Totally off topic from what I normally blog, but thought it might be useful to some people.
I’ve just migrated my home PC from a SATA SSD to an NVMe drive, and had some fun as there were some things I didn’t know about when I started.
Mostly this was because I was going from an old style MBR partition table, to a GPT/EFI setup
- Make sure your PC is capable of booting NVMe
Mine wasn’t (although I had done some research on this before I started. Running an Asus P8Z77-V LK which doesn’t have an M.2 slot at all, led me to see whether it was possible to add a PCIe adapter. This *is* possible, however the BIOS doesn’t support NVMe boot out of the box, and a modified one is needed.
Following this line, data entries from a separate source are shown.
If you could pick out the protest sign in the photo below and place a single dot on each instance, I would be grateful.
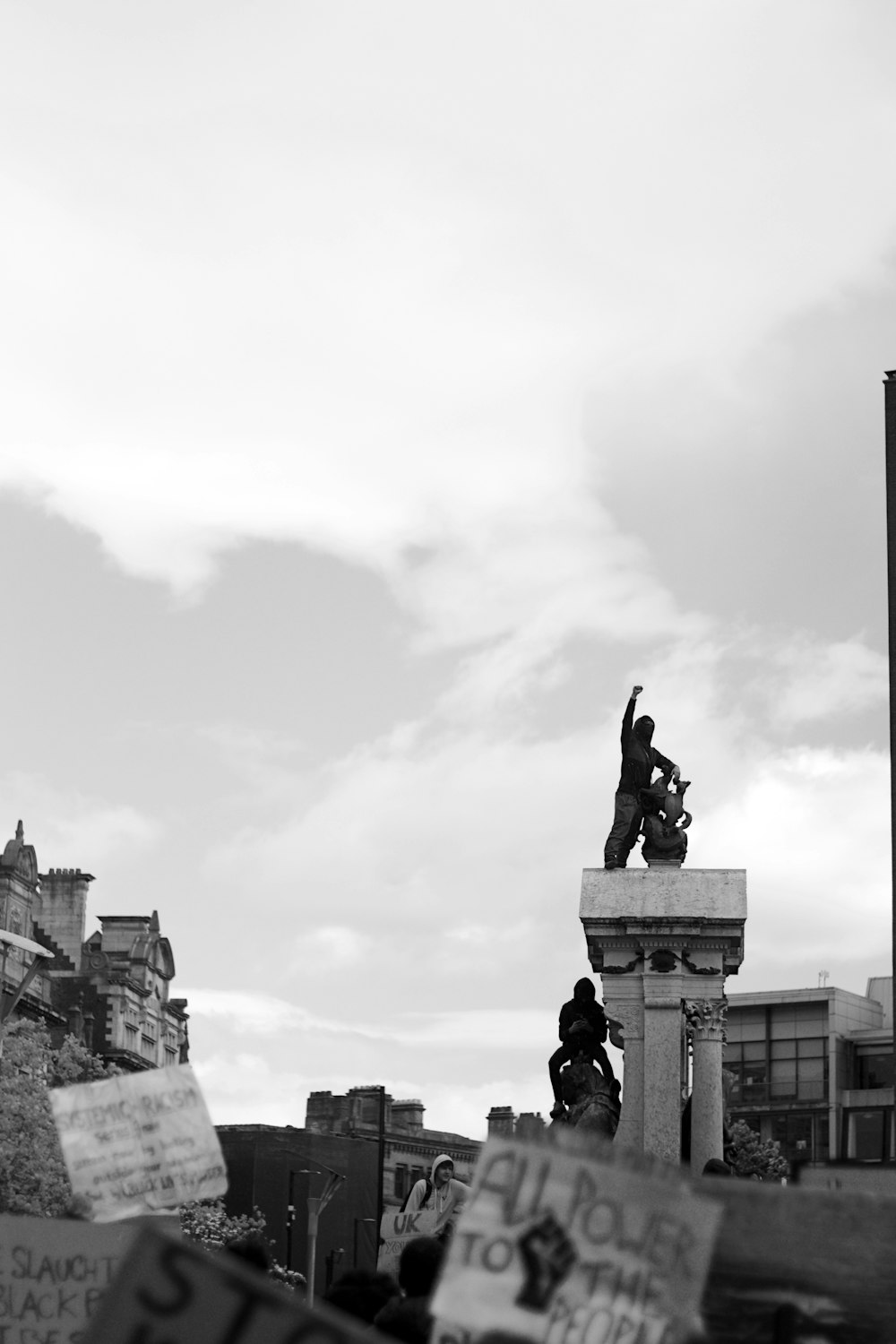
(397, 1230)
(169, 1292)
(796, 1263)
(53, 1276)
(140, 1142)
(560, 1245)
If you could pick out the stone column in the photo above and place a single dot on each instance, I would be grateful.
(624, 1002)
(662, 1026)
(657, 937)
(707, 1023)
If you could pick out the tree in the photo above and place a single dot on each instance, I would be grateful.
(32, 1172)
(754, 1156)
(209, 1223)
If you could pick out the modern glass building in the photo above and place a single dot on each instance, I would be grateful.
(814, 1070)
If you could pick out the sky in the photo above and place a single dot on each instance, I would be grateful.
(389, 387)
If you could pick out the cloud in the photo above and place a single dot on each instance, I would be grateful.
(823, 682)
(66, 824)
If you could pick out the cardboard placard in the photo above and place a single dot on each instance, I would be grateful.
(796, 1263)
(397, 1230)
(169, 1292)
(140, 1142)
(54, 1273)
(559, 1245)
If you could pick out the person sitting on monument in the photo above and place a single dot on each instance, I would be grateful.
(583, 1029)
(638, 762)
(441, 1193)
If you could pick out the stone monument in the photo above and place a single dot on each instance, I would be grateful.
(662, 940)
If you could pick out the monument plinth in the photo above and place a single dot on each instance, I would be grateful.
(662, 941)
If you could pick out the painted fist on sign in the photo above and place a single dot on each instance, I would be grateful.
(548, 1255)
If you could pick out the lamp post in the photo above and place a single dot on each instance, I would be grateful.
(316, 1206)
(40, 956)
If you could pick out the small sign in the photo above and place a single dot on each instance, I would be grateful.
(139, 1142)
(171, 1292)
(557, 1246)
(54, 1273)
(397, 1230)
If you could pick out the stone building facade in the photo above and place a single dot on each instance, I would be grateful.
(409, 1148)
(112, 989)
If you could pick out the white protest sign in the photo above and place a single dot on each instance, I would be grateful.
(53, 1276)
(140, 1142)
(562, 1247)
(397, 1230)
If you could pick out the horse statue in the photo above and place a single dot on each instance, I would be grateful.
(665, 823)
(592, 1104)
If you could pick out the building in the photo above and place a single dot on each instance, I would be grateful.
(814, 1070)
(112, 989)
(409, 1148)
(277, 1168)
See this forum post for more details - Purchase a PCIe NVMe adapter if you need one. I bought one of these very cheaply
- Purchase an NVMe SSD. I bought a Samsung 970 Evo Plus as they have good performance and reputedly better legacy boot support. I’m not sure if that made a difference to the migration.
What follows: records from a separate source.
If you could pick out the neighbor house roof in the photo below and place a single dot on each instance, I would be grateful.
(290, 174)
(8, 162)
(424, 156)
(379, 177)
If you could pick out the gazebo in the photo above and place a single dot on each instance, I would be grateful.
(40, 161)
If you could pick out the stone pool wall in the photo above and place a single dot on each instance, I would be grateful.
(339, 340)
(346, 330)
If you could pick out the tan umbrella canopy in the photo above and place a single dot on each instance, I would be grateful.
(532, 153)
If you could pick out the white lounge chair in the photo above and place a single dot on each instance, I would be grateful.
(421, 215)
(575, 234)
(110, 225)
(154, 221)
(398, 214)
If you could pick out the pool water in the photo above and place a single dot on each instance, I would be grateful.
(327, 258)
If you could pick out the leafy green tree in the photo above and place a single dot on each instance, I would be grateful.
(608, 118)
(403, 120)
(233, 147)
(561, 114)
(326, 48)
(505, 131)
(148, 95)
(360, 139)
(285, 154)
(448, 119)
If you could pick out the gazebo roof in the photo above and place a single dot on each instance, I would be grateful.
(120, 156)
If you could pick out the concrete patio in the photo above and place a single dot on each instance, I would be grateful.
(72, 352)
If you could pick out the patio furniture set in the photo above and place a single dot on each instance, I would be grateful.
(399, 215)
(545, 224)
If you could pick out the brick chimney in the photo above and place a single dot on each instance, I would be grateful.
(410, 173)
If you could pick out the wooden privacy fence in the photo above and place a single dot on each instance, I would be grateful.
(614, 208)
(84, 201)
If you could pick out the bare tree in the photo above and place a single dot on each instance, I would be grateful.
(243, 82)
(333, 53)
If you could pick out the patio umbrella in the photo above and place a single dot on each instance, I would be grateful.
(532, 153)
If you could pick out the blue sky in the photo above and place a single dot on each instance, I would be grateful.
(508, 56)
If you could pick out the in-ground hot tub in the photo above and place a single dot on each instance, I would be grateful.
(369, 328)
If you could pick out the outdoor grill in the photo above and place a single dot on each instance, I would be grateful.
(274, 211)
- Create a Windows Recovery/Boot USB and a GParted Boot USB
- Install the hardware, making sure the PCIe adapter is in a slot supporting x4 lanes
- Make sure your PC is not in the middle of doing some updates. Mine was and this seemed to screw over the registry somehow, requiring a lot of wailing and gnashing of teeth before a partial recovery point restore got things working again
- Shut down the PC and boot from the GParted Boot USB
- Create a GPT partition table on the new drive
- Create a 100MB EFI partition and a 128MB MSFT partition at the start of the drive with FAT32. Mark the EFI partition as ‘Boot’
- Clone the Windows partition from the SSD to the new drive
- Power down the PC and disconnect the old SATA drive
- Switch back on with the Windows Boot USB connected
- Use this post to build the EFI boot configuration (I did a lot of this the hard way….)
- Remove the USB and go into the BIOS and temporarily turn off Secure Boot, and configure the necessary setting for the PC to boot UEFI from the PCIe storage device
- Boot up – it may fail and have to boot into safe mode once to sort out the boot device in windows
- Once it is booting into windows successfully, go back into the BIOS and turn Secure Boot back on.